Arab states and China pledged deeper ties at a summit with president Xi Jinping on Friday, with Saudi Arabia saying it would balance its relationships with Beijing and the kingdom’s traditional partner, the US.

Xi wrapped up a three-day stay in the Saudi capital Riyadh, saying China would work more closely with the region and boost oil and gas trade, after a visit the US was watching closely.

The US has had strained ties with Saudi Arabia that hit a low point after the Saudi-led Opec+ cut oil production earlier this year. It hosted the summit just months after president Joe Biden visited the kingdom and pledged that the US would not leave a vacuum in the region to be filled by China, Iran and Russia. Xi, who separately met Saudi Arabia’s leaders, attended a Gulf states summit and an Arab summit.

Both China and Saudi Arabia hailed the meetings as a new chapter in a relationship in which Beijing has grown into the kingdom’s largest trading partner, and Riyadh as China’s biggest oil provider. The two sides signed a comprehensive strategic agreement and more than two dozen deals, including in construction and a broadband contract with China’s Huawei.

The summit “launched a new historical era” in relations with China, said Saudi crown prince and day-to-day ruler Mohammed bin Salman.

Xi said in a speech that China would seek to boost technology co-operation and continue importing “large” amounts of oil from the Gulf, while aiming to import more natural gas. Beijing would push for trading oil and gas in China’s currency, he added.
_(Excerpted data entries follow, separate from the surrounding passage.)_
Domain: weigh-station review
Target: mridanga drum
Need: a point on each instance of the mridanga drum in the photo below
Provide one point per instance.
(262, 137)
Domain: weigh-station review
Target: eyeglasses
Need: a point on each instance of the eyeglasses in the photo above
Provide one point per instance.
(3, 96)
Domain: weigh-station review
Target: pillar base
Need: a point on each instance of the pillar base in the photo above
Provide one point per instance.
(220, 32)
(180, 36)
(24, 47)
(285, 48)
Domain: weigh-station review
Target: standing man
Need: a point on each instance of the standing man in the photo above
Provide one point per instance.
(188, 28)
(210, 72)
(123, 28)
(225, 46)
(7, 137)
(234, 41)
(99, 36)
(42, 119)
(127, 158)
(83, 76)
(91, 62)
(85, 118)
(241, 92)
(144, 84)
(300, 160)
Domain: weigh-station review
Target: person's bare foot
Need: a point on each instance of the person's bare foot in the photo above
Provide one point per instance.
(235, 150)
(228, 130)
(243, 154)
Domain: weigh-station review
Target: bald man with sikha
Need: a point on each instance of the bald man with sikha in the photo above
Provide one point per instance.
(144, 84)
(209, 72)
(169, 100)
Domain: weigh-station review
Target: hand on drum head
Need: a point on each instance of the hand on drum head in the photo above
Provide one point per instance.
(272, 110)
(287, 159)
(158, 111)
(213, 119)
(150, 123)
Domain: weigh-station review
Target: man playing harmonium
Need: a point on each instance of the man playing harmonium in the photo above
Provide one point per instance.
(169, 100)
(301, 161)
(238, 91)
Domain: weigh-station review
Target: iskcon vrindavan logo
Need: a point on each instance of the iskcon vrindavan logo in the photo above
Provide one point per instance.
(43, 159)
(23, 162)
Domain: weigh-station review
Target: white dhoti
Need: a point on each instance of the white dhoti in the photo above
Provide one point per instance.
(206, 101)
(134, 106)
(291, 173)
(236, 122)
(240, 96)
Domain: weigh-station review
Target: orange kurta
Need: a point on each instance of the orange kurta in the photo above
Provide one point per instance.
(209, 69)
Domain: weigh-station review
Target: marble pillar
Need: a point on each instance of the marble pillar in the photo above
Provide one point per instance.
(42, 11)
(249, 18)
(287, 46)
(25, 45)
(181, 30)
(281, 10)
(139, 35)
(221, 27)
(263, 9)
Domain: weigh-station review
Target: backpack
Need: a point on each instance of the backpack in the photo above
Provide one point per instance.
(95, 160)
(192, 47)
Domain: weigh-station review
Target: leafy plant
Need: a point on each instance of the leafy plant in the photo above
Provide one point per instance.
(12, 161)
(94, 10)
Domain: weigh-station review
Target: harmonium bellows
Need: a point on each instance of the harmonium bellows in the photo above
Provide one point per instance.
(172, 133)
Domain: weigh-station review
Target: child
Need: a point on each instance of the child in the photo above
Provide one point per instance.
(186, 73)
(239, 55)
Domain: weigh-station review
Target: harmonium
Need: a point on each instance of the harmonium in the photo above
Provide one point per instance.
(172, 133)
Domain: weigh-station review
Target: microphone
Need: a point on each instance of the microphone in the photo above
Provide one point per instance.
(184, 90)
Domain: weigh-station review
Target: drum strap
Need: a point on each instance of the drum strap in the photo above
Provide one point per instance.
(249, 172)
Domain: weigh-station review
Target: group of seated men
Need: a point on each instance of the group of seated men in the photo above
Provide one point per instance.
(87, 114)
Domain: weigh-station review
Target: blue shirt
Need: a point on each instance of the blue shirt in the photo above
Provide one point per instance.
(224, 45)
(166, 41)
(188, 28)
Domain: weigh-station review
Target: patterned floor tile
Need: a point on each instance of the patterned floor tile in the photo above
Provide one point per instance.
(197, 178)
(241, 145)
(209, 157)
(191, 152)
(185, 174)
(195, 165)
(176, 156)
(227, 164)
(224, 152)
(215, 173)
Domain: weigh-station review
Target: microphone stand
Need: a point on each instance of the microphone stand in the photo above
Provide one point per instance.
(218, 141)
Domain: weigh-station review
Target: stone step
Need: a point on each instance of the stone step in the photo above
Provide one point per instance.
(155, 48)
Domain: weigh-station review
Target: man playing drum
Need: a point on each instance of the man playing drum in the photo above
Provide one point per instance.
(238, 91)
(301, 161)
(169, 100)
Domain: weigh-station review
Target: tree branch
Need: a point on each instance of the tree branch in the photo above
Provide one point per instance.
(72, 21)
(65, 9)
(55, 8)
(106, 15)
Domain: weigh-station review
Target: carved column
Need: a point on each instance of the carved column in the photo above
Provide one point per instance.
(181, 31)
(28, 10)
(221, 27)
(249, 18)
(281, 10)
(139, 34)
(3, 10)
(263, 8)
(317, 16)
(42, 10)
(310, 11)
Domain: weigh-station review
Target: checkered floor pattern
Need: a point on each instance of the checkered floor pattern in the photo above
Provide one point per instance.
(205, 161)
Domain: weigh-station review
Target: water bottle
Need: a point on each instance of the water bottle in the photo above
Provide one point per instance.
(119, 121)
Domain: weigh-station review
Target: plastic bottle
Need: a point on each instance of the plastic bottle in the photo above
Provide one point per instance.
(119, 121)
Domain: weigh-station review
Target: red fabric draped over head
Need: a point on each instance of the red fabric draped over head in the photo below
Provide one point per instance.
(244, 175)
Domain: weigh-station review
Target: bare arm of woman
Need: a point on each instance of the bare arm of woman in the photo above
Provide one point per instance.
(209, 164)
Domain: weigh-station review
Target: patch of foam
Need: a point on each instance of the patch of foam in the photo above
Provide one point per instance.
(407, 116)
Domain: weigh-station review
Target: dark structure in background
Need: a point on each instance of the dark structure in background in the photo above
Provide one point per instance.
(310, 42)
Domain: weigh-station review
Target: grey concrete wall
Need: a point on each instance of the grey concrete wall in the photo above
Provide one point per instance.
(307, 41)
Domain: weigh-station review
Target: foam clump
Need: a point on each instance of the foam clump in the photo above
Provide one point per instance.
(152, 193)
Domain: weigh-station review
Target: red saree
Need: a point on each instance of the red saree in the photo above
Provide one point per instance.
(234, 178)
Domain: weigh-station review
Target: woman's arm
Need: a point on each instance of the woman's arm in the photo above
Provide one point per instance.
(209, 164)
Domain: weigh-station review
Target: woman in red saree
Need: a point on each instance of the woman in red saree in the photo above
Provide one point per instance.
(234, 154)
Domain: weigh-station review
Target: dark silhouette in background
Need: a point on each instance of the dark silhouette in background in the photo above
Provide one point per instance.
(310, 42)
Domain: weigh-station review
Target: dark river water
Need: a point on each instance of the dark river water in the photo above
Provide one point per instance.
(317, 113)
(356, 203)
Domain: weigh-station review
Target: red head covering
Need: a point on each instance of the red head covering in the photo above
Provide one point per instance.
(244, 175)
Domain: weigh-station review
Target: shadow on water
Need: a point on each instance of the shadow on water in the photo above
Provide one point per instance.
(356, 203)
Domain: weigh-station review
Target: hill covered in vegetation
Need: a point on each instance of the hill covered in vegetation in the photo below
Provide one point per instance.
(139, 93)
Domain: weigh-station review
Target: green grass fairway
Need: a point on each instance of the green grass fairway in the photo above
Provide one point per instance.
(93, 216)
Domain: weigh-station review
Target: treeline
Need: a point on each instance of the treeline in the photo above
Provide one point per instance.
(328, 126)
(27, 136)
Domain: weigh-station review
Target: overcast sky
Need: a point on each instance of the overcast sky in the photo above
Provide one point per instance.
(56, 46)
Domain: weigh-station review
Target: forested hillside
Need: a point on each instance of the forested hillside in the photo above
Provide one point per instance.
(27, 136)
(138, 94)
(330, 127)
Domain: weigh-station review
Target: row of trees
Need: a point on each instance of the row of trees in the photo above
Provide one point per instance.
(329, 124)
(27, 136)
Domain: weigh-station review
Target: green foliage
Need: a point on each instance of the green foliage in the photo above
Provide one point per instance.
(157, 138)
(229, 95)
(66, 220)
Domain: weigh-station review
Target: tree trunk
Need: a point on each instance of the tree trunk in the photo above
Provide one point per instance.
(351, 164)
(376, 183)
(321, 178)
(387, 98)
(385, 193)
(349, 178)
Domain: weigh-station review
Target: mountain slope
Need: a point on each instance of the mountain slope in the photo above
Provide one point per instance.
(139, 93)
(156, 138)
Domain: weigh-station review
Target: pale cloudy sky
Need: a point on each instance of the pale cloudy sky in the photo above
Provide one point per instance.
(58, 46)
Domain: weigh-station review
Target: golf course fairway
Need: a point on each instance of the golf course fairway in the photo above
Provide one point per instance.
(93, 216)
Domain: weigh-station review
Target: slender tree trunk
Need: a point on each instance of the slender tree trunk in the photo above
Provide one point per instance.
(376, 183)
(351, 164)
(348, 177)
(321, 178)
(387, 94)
Saudi officials have privately said they had no issue with trades in China’s digital renminbi currency but that would not extend to oil sales. In Beijing, a Chinese foreign ministry official confirmed at a briefing on Friday that the two sides had conducted their first transaction in renminbi, although its purpose was not immediately clear.

Xi added Beijing would work with the region on 5G technology, something the US has opposed over fears that Huawei’s 5G infrastructure would give the Chinese government critical access.

In a speech last month at a conference in Bahrain, Brett McGurk, the Biden administration’s top Middle East official, warned “there are certain partnerships with China that would create a ceiling to what we can do”.

But Saudi Arabia’s foreign minister, Prince Faisal bin Farhan al-Saud, said the kingdom, which largely relies on US military weapons sales and security aid, would seek to pursue good relationships with the US and China.

“We don’t see it as a zero-sum game by any means,” he said after the summit.

Jon Alterman, director of the Middle East programme at the Center for International and Strategic Studies, said the announcements from Riyadh on drawing closer to China were not a “course correction”, as Gulf officials say the US has drawn distant from the region while it focuses on other parts of the world.

“It continues a trend,” Alterman said. “Middle Eastern energy producers feel they can’t rely on the United States in the same way, and they think that being closer to China gives them multiple benefits: it puts them closer to the worlds largest oil importer, it gives them access to things the Americans won’t give them, and it makes the Americans a little jealous, perhaps giving them some leverage.”